Markenmanagement 3.0
von Michel Gabriel,
Managing Director Interbrand Zürich

„Structure follows strategy“, so kennen wir es. Der Brand als Übersetzung der Unternehmensstrategie, so erleben wir es. Intern wie extern. Und – ganz wesentlich – im fortwährenden Dialog von Marken mit Konsumenten, Partnern und Öffentlichkeit.

Die Rolle des Markenmanagements in Unternehmen wird bedeutender. Marke ist damit nicht nur zentrales Marketinginstrument, sondern auch ein mächtiges Instrument zur Steuerung von Unternehmen bzw. Organisationen. Wir erleben das in der Zunahme von Employer Branding Programmen. Oder auch Brand Engagement wird intensiver und professioneller betrieben. Die Kompetenzanforderungen an das Markenmanagement selbst sind gestiegen.

Markenmanagement 2.0 ist bei den wertvollsten Schweizer Marken heute Realität. Es bedeutet, dort werden die Marken stets weiterentwickelt, damit sie nicht zu Dogmen degenerieren. Erfolgreiches Beispiel ist Schindler mit der Markenidee „Urban Mobility Provider“. Die top-platzierten Marken müssen auch nicht unbedingt geliebt werden. Das Vertrauen in sie macht sie so wertvoll wie bei Roche oder Novartis. Das Markenmanagement moderiert digitale Plattformen, damit Erwartungen, Wünsche und Kritik der Kunden diskutiert werden. Marken wie Migros oder ABB führen diesen Dialog und eine Co-Creation mit Konsumenten bereits vortrefflich. Es werden Brand Engagement Programme initiiert, damit die Mitarbeitenden in ihrer täglichen Arbeit wissen, was beim Kunden zum „On-Brand-Markenerlebnis“ führt.

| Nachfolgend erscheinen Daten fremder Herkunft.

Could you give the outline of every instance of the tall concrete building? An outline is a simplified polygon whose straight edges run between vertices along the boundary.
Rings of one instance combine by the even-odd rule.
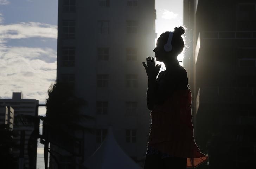
[[[23,95],[22,93],[13,93],[12,98],[11,99],[0,99],[0,106],[11,107],[13,108],[13,113],[14,112],[14,119],[15,116],[19,115],[27,115],[32,116],[37,116],[38,112],[37,111],[37,105],[39,101],[38,100],[32,99],[23,99]],[[10,109],[12,110],[11,109]],[[13,125],[13,130],[16,131],[18,134],[17,137],[13,137],[17,144],[19,145],[20,143],[21,133],[25,132],[25,140],[24,147],[24,158],[21,160],[25,167],[28,168],[29,167],[29,161],[28,154],[28,139],[32,132],[35,129],[34,124],[31,123],[27,125],[24,125],[22,124],[17,123]],[[37,145],[37,141],[36,142],[33,143],[34,145]],[[34,164],[33,168],[36,167],[37,160],[37,148],[36,147],[33,149],[34,154],[32,159]],[[14,155],[19,157],[20,154],[21,149],[17,148],[13,150],[13,153]]]
[[[0,124],[8,124],[10,129],[13,130],[14,114],[12,107],[0,106]]]
[[[151,119],[142,62],[154,56],[156,19],[154,0],[59,0],[57,83],[71,84],[88,103],[81,113],[96,118],[84,122],[95,130],[84,132],[78,163],[109,125],[123,150],[143,163]]]
[[[256,2],[184,1],[191,50],[196,141],[209,168],[254,166],[256,158]]]

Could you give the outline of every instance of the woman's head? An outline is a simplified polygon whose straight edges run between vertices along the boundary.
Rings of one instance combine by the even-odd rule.
[[[157,39],[156,47],[153,51],[155,53],[156,60],[163,61],[169,57],[177,57],[181,53],[184,47],[184,42],[181,35],[185,32],[182,26],[175,28],[171,41],[172,48],[169,51],[165,51],[164,46],[168,40],[170,32],[165,32],[160,35]]]

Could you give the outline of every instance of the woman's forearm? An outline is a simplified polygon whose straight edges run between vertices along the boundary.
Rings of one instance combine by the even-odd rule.
[[[156,77],[149,77],[148,90],[147,91],[147,104],[149,109],[154,108],[156,92]]]

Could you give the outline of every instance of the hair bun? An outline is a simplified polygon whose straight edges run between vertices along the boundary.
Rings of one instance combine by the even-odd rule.
[[[182,26],[176,27],[174,29],[173,33],[174,33],[174,32],[175,34],[177,33],[180,36],[181,36],[185,33],[185,30],[184,29],[184,28]]]

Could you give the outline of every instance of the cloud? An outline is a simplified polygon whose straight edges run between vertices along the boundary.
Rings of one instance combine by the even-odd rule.
[[[47,49],[26,49],[27,53],[23,47],[10,47],[0,52],[0,84],[3,85],[0,96],[10,98],[13,92],[22,91],[24,98],[44,102],[48,88],[56,79],[56,52]],[[43,60],[44,54],[40,52],[44,51],[54,56],[55,61]]]
[[[8,0],[0,0],[0,5],[8,4],[10,2]]]
[[[0,13],[0,24],[2,24],[4,22],[4,18],[3,17],[3,14]]]
[[[38,37],[57,39],[57,27],[56,25],[34,22],[1,25],[0,39],[18,39]]]
[[[48,89],[56,79],[56,49],[31,47],[26,43],[24,46],[7,45],[12,39],[31,38],[57,40],[57,26],[32,22],[0,25],[0,96],[11,98],[13,92],[22,91],[24,99],[44,103]]]
[[[178,14],[174,13],[173,12],[170,11],[167,9],[164,9],[162,11],[162,18],[165,19],[172,19],[177,18]]]

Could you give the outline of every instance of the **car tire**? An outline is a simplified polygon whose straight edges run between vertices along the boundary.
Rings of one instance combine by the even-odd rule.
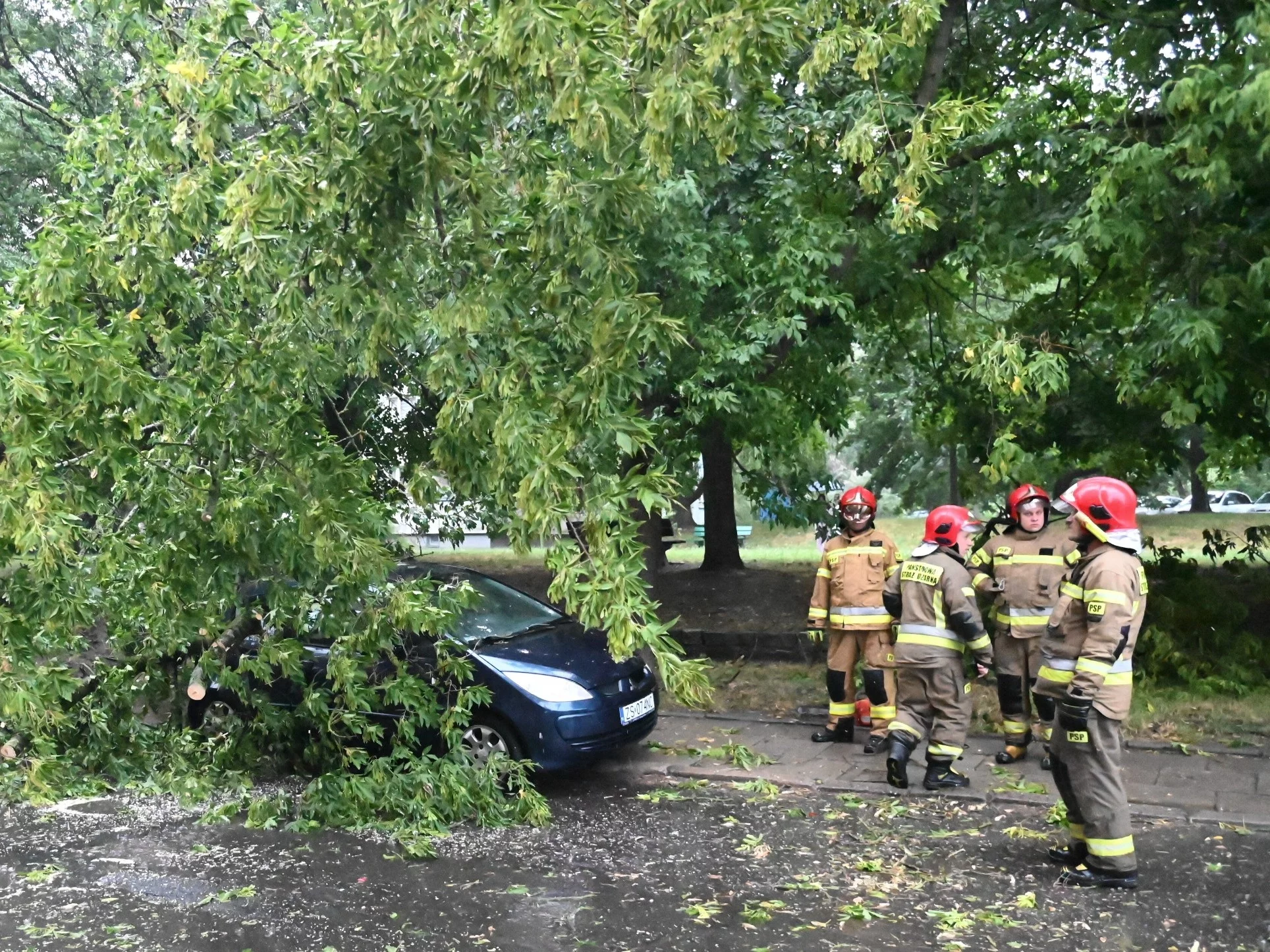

Was macht die neue Qualität im Markenmanagement aus? Wenn Marke Übersetzung der Strategie ist, dann ist Markenmanagement 3.0 ihre Handlungsanleitung. Hier einige konkrete Empfehlungen:

  • Setzen Sie eine Vision für Ihre Marke – gerade in Zeiten kurzfristiger Performanceorientierung. Und agieren Sie im Sinne der Vision.
  • Lassen Sie ab vom Anspruch, Markenkommunikation kontrollieren zu können. Statt dessen moderieren Sie Kommunikation. Lustvoll und offen. Vom "Brand-Cop" zum „Brand-DJ“.
  • Innovieren Sie Ihre Marke, wo und wann immer sinnvoll.
  • Design macht Markenerlebnisse sichtbar, erlebbar und löst Emotionen aus. Nutzen Sie es.
  • Investieren Sie in die besten Leute, ohne Kompromisse.
  • Top-down Markenmanagement war 1.0, Dialog 2.0, Co-Creation ist 3.0.
  • Integrieren Sie CSR als strategisches Markenthema. Es wird einen relevanten Unterschied machen.

Wer eine Marke führt, der moderiert sie und setzt Akzente. Moderne Markenmanager treffen heute auf faszinierende Herausforderungen. Sie müssen stets lernen und bei hoher Taktzahl arbeiten. Leistungsausweis ist ein starker Markenwert. Er bedeutet ein Preispremium im Zielmarkt, Attraktivität bei den Konsumenten und Sicherung zukünftiger Erträge. Denn darum geht es: Marken stiften Wert für ihre Inhaber und für die Konsumenten.

Ich gratuliere den Markenmanagern der Best Swiss Brands 2014 zu ihrer erfolgreichen Arbeit und wünsche gutes Gelingen beim Markenmanagement 3.0.